Where a group meets the capital stock requirement, a group of commonly owned or controlled corporations may elect to file a combined report, referred to as the “commonly owned group election.”

The draft rules provide that the capital stock requirement is satisfied if:

  • The taxpayer owns or controls, directly or indirectly, more than 50 percent of the voting power of the capital stock of another corporation; or
  • More than 50 percent of the voting power of the capital stock of the taxpayer is owned or controlled, either directly or indirectly, by another corporation; or
  • More than 50 percent of the voting power of the capital stock of one or more other corporations, is owned or controlled, either directly or indirectly, by the same interests.

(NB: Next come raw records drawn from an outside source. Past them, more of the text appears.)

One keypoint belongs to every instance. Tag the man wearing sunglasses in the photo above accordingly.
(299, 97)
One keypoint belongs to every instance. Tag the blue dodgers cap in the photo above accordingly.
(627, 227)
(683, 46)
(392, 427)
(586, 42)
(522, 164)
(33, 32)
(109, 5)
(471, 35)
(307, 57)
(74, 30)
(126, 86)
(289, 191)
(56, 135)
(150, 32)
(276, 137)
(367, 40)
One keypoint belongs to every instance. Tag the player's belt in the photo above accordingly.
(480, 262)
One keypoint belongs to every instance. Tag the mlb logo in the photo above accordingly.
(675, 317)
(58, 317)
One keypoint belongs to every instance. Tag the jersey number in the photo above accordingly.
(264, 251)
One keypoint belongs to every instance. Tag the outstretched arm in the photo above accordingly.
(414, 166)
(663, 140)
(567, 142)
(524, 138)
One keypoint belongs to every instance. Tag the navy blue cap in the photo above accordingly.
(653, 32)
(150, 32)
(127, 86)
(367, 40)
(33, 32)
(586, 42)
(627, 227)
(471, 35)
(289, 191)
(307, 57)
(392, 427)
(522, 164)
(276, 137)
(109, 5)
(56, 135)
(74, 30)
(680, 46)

The draft provides that unitary business is characterized by a flow of value as evidenced by functional integration, centralized management, and economies of scale. These are to be analyzed in conjunction with each other for their cumulative effect, after considering all of the individual facts and circumstances of each case.

A corporation that satisfies the capital stock requirement is presumed to be engaged in a horizontally integrated unitary business when all of its activities are in the same general line of business. Corporations that satisfy the capital stock requirement are presumed to be engaged in a vertically integrated unitary business when they are engaged in different steps in a vertically structured enterprise.

Finally, corporations that satisfy the capital stock requirement and that otherwise might be considered as engaged in more than one unitary business are presumed to be engaged in one unitary business where there is strong capital management coupled with the existence of centralized departments or affiliates for functions like financing, advertising, research and development, or purchasing.

According to the draft rules, the Department would construe the term “unitary business” as broadly as possible under the federal and state constitutions, and pre-existing laws. 

To help taxpayers determine whether and how the rules would apply to them, the draft rules contain numerous examples and factual scenarios.